Había recuperado la seguridad, y el instinto la llevó a rebuscar en el bolso, a sacar la cartera y las llaves y guardarlas en el bolsillo. En el carné de identidad leyó el nombre y la dirección, las letras borrosas: Irene García, Ribera de Curtidores, 21, 5º B; como en un sueño. Quizá pudiera descansar allí durante unas horas, reflexionar sobre lo que le ocurría, aplacar esa extraña euforia que tal vez tenía también que ver con la ausencia de remordimiento. Apoyó el cuerpo de Irene sobre la tapa del váter de la izquierda, evitando la mirada de sus ojos vacíos, dilatados aún. Ocultó el bolso bajo su propio abrigo, sucio por haber estado tirada en el suelo, y echó el pestillo de la puerta: entre la parte superior y el techo había un hueco que ella superó con facilidad, las manos fuertes sobre el borde, el cuerpo deslizándose sobre la madera, como un reptil.

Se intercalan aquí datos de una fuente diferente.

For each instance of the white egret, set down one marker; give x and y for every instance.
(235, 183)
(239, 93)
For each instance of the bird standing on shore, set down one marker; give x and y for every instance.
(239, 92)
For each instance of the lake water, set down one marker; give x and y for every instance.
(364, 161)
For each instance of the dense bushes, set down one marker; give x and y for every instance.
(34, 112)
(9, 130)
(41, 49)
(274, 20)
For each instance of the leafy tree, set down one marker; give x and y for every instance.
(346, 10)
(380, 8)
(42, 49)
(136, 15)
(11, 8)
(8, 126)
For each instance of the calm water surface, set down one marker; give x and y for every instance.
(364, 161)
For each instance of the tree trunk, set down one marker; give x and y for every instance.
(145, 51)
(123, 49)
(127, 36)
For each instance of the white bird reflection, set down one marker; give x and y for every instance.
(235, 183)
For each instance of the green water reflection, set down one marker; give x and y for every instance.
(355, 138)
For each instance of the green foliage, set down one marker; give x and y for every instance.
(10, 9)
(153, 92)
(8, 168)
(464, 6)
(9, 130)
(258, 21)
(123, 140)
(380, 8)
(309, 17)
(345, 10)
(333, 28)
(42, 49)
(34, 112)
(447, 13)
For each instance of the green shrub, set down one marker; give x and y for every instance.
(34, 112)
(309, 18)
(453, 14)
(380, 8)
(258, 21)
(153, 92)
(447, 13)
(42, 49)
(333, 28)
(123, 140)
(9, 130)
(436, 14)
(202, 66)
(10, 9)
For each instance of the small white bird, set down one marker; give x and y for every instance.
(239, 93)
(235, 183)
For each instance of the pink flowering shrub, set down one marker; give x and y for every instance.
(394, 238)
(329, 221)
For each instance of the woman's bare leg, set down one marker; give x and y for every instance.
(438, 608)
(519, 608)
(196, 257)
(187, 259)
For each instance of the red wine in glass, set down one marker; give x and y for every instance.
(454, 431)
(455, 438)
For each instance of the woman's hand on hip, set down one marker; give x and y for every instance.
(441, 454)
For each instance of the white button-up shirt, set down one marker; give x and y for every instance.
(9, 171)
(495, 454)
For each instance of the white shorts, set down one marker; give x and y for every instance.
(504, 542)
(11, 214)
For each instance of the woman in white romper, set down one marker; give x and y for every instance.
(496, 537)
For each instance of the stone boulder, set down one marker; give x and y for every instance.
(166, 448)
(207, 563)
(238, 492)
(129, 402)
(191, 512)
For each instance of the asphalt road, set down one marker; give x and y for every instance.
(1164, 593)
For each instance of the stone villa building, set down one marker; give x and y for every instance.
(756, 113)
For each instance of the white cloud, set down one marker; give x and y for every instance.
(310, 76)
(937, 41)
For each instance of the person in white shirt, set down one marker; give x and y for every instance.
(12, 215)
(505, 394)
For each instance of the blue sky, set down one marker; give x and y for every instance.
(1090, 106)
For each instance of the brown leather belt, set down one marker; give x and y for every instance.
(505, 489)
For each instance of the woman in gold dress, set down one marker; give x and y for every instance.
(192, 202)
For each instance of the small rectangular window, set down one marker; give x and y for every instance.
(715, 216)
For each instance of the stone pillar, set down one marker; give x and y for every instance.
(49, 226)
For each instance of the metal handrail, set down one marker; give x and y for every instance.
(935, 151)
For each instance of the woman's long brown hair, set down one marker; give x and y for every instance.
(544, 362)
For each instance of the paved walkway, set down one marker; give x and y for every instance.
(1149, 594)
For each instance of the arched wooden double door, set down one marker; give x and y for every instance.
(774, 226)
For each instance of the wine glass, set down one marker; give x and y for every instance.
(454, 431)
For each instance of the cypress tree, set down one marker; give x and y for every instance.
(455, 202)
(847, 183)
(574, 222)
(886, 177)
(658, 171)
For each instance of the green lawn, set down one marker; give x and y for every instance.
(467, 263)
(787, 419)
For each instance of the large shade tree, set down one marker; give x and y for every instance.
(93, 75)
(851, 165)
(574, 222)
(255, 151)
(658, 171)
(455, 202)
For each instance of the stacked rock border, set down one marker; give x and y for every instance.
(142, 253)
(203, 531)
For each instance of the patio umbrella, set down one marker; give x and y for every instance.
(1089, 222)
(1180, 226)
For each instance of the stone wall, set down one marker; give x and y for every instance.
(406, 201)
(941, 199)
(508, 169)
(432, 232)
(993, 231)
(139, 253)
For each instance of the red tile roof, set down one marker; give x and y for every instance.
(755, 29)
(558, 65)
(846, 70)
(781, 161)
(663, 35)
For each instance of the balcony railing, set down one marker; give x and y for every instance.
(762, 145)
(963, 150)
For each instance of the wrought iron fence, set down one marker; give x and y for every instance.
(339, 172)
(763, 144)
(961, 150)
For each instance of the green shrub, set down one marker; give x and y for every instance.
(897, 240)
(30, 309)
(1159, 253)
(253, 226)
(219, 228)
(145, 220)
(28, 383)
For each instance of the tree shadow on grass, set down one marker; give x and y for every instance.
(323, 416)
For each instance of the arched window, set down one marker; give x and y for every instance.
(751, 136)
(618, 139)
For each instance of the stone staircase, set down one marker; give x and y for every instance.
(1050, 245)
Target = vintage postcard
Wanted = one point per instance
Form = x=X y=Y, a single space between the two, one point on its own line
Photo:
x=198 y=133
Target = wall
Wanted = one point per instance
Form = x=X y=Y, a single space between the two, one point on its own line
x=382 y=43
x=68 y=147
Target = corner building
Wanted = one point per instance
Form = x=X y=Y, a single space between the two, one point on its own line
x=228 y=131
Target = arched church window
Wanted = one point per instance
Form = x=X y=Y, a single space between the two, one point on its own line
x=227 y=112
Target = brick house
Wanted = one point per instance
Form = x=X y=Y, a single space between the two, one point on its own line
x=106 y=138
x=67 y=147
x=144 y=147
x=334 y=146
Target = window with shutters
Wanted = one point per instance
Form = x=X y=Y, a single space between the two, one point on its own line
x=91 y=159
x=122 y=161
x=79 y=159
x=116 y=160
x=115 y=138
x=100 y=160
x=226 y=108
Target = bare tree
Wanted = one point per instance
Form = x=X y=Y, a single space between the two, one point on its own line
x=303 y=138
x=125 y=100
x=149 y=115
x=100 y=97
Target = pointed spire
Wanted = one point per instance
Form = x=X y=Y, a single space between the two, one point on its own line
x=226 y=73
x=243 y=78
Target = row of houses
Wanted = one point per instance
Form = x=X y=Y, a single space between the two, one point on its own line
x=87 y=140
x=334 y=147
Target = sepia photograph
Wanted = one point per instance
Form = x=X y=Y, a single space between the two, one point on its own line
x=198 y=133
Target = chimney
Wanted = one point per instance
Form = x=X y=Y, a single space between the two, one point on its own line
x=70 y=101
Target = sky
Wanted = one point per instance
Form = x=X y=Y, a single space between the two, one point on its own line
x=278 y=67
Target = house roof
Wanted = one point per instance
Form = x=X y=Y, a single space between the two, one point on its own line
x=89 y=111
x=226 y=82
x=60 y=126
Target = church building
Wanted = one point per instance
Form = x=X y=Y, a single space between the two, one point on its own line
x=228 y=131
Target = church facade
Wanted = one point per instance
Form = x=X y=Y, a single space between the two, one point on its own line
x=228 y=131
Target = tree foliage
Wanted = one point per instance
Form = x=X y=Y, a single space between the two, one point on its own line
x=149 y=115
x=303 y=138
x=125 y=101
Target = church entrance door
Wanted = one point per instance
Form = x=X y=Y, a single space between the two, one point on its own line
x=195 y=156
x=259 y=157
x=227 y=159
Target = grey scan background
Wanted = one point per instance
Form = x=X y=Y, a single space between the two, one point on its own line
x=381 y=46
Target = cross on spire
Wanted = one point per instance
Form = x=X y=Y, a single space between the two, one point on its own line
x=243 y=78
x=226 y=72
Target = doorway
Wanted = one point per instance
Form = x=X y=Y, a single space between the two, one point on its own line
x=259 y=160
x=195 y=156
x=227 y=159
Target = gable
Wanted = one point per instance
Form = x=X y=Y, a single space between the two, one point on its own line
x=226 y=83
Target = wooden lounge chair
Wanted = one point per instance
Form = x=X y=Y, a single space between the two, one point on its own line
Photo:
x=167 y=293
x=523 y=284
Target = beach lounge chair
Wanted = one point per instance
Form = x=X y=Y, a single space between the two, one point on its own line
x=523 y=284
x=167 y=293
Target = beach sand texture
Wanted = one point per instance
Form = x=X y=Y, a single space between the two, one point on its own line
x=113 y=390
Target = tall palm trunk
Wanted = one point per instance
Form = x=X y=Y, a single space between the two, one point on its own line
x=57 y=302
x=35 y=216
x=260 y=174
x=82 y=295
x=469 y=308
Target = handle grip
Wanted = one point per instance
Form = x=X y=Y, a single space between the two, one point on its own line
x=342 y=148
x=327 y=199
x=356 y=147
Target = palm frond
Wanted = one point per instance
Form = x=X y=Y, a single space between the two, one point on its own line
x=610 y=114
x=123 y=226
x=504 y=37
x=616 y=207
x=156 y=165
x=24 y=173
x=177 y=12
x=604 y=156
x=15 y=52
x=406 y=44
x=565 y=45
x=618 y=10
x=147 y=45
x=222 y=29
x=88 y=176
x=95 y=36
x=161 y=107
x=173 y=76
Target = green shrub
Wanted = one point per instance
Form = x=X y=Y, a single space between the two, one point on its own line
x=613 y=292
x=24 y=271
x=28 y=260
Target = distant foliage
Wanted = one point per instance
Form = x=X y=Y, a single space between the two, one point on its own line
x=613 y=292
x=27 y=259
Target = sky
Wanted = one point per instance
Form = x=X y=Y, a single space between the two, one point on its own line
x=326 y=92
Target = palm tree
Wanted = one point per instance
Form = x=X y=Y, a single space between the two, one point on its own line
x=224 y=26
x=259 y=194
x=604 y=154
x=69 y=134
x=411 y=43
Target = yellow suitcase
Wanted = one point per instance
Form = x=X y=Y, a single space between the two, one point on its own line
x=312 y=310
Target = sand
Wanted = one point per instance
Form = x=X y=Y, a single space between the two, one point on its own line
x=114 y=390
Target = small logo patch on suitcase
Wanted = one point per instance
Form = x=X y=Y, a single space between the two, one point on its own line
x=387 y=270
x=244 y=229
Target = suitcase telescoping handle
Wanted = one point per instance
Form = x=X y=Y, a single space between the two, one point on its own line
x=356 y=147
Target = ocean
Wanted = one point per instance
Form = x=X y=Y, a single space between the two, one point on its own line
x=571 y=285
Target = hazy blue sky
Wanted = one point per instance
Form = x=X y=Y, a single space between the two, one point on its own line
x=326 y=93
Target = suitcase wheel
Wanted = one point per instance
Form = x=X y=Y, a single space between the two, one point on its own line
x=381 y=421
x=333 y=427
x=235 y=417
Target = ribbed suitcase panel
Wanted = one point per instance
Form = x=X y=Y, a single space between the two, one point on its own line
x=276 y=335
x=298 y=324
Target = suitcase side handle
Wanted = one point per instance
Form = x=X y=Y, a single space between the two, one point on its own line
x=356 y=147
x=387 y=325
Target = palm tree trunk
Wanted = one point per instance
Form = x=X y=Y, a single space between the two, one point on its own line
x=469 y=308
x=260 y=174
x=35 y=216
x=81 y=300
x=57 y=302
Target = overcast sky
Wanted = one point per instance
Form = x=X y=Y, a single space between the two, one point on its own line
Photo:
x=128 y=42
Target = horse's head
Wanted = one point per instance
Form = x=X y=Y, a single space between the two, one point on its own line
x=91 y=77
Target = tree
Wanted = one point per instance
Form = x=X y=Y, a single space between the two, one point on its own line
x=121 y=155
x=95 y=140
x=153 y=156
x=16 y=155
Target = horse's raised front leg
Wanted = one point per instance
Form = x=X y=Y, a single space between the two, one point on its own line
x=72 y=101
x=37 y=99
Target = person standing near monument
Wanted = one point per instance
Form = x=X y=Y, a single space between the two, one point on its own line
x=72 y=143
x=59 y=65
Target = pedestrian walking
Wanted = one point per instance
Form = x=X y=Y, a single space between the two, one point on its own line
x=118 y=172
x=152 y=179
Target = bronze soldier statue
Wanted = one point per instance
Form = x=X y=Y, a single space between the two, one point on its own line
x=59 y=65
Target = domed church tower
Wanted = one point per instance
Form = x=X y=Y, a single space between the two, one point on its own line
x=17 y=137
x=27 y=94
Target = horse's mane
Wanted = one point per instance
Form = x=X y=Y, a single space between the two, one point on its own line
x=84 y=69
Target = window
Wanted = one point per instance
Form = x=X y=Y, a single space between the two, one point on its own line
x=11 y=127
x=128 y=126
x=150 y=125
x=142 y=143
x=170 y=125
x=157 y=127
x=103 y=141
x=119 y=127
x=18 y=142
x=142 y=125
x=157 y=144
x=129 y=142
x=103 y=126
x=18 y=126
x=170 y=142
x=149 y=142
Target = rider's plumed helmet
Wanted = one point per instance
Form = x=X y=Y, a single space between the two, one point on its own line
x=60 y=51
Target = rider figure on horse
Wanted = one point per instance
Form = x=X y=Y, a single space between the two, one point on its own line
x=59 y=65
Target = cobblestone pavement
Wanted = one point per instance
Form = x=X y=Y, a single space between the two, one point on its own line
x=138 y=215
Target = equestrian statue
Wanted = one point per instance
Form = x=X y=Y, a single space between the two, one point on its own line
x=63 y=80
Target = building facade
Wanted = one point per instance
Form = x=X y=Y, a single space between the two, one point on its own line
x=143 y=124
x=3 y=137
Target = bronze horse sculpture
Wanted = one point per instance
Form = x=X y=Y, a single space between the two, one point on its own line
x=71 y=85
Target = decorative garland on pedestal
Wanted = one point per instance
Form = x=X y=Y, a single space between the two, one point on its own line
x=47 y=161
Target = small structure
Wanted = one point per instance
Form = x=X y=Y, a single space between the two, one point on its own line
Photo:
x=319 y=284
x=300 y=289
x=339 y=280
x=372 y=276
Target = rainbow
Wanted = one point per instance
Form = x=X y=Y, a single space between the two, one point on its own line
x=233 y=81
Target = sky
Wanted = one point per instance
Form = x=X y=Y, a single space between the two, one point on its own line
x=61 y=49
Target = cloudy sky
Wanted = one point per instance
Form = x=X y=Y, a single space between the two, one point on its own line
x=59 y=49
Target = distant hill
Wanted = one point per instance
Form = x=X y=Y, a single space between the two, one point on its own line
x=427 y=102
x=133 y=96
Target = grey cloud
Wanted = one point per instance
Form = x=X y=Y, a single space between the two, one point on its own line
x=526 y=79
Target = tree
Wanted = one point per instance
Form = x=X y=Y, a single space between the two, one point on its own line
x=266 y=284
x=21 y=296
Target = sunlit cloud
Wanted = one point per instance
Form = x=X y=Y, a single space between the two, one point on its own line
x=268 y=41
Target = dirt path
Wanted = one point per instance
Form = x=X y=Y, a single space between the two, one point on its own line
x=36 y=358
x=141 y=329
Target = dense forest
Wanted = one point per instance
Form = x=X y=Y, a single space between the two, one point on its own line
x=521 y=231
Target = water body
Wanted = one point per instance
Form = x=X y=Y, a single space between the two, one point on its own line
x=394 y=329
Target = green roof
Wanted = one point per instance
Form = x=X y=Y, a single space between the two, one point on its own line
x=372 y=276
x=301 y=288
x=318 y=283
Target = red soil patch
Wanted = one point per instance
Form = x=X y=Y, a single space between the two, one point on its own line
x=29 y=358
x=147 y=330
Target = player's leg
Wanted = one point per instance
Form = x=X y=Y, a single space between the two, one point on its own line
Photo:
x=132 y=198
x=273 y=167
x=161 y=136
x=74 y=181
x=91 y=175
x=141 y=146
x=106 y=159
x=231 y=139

Al salir del baño la sobrecogieron el olor, las palabras, las respiraciones, los ojos que se volvían a mirarla y por los que ella podía introducirse y recorrer nervios, venas y arterias como autovías, los cuerpos de esos animales en movimiento de los que podía separar cada uno de sus elementos, las sensaciones de odio, miedo o excitación, los pensamientos desligados de las conciencias, flotando como el humo. Era como penetrar en una selva, y ella podía oler el sudor y el carmín, el maquillaje y el tabaco, la suciedad y los perfumes impregnados en pieles suaves y rugosas, dulces y ácidas sobre la carne, los músculos, los tendones y los huesos, el algodón y el acrílico y el cuero y el vaquero de los pantalones, caucho, plástico y madera sobre el suelo de mármol bajo el que reptan los insectos, buscando el calor de las tuberías. Se abrió paso entre las calaveras, obvió las llamadas, las invitaciones, apretó hombros y brazos hasta hacerlos sangrar. Y por fin, la noche, envolviéndola con su respiración contenida, abrazándola, como si sólo ella fuera un ser vivo.